The deck doesn't play mana denial (aside from the SB B2B). This means Trinisphere doesn't really do much except against combo unless you drop it early and follow up with pressure. It buys tempo, sure, but it costs you a card and tempo to drop it and if enemy has answers to your threats, it'll end up doing nothing. It's a terrible topdeck and it's just overall quite situational. Chalice on the other hand is often good at any point in the game as it doesn't only make things cost more, it actually buys you virtual card advantage by making cards not playable.

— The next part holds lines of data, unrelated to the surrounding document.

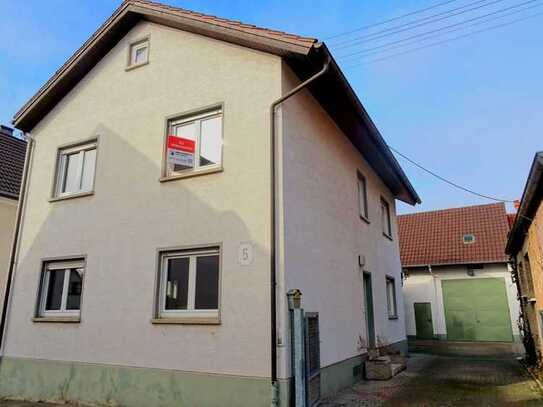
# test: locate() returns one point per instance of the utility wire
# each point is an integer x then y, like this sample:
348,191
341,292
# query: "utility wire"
454,184
378,35
389,20
439,32
415,24
444,41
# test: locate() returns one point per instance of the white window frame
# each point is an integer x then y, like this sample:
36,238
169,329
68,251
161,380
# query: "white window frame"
190,312
62,165
197,119
386,220
391,301
132,51
68,266
362,187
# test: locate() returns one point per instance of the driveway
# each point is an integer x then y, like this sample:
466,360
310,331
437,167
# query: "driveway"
447,381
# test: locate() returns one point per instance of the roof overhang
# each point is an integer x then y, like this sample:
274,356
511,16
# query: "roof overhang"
531,199
452,264
332,91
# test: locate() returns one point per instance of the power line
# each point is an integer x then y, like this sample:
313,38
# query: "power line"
443,41
454,184
414,24
389,20
440,31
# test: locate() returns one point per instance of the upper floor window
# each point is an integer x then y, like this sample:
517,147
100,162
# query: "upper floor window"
61,287
468,238
139,53
75,169
385,218
194,143
362,197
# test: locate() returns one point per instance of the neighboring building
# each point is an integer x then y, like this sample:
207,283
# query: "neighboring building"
12,157
457,284
143,274
525,246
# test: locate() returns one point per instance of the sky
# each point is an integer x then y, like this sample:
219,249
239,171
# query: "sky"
469,109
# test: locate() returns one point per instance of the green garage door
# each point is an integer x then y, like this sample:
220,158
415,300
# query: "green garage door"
477,310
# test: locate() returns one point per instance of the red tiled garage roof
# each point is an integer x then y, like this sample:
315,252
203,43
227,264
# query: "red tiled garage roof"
433,238
12,158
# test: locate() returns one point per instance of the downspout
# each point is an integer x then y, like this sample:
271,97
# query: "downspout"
273,208
14,245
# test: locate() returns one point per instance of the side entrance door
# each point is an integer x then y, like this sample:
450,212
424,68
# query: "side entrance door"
312,358
423,320
368,309
476,309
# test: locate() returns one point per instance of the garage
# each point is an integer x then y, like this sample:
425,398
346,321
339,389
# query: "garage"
476,309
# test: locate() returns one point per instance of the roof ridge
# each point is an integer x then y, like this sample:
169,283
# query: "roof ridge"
198,14
458,208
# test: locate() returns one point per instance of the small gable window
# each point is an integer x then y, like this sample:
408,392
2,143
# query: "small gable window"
139,53
468,238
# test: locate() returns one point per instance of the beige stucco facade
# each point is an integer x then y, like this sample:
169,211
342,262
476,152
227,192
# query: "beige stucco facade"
529,263
324,234
132,215
8,212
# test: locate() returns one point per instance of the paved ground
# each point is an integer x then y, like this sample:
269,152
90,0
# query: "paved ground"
432,381
445,382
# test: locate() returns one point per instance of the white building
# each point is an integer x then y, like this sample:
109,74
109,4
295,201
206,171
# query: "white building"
457,284
146,250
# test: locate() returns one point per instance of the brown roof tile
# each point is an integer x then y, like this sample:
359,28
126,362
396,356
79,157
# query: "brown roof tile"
12,158
511,219
432,238
232,24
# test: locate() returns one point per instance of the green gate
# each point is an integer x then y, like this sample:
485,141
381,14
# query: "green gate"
477,310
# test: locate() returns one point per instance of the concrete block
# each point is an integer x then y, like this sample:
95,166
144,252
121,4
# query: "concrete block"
378,369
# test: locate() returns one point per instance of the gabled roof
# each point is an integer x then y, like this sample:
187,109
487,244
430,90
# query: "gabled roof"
12,158
305,56
436,237
531,199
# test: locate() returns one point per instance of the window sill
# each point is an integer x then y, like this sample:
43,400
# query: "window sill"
62,319
365,219
187,321
132,67
71,196
190,174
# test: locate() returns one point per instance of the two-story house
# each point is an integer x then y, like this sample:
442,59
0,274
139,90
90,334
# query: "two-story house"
192,171
525,248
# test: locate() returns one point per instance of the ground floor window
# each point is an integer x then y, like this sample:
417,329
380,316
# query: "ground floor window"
61,288
189,284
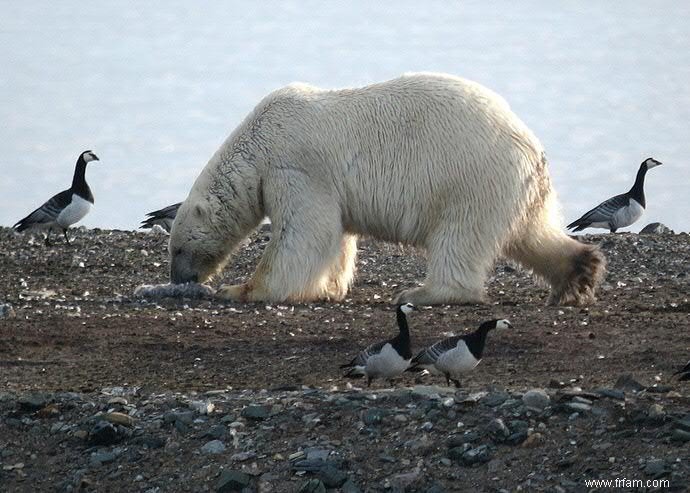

Also do note that the deck plays 4 Chalices and 3-4 Trinket Mages and some draw. That's substantially more than most Stompy decks. This enables crafting boardstates where you have the inevitability with the appropriate Chalices; Chalice at 1 against BS decks and company, Chalice at 1 and 2 against low curve decks, Chalice at 2 against Loam decks, etc. Back when I played this deck more or less constantly, many of my wins came from just getting the Chalices down, stabilizing the board and winning while my opponent couldn't cast spells. Trini doesn't work like that.
Day's Undoing isn't that good unless you have ways to empty your hand fast. We have acceleration but our spells are ridiculously expensive by Legacy standards. You aren't emptying your hand any faster than any other deck and that makes the card strictly symmetrical making it very unreliable. You could build a version that's good with Day's Undoing but again, the power level concerns are very real as that would require playing cards that:
1) Probably don't synergize well with Chalice
or
2) Are just rather weak overall
The more all-in plan is interesting to explore. I must say though, I think the best feature of Faerie Stompy out of all the Stompy-lists has always been that it's the most robust or balanced. Back when it actually briefly hit the DTB, most of the lists were simply sleek and efficient. I always built to ensure the reliability of my deck; I wanted as few UU spells as possible with sufficient lands and both, ways to function under flood and ways to survive screw. That's why I've been running cards like Mulldrifter, Thirst, FoF, Looter, etc. Nowadays I think JTMS is the best flood prevention that's also good overall; it's the Brainstorm-that-works-under-Chalice we always wanted. If only 2UU weren't so hard to cast.
But yeah, Serum Powder + Griffin is certainly a neat combo and if you're running Griffin + FoW and Griffin + Chrome Mox perhaps with Manipulate Fate, you can get a lot of mileage out of the card. The biggest problem of the deck still is that TNN is one of the best cards we could ever hope for though and it has the absolute worst casting cost possible.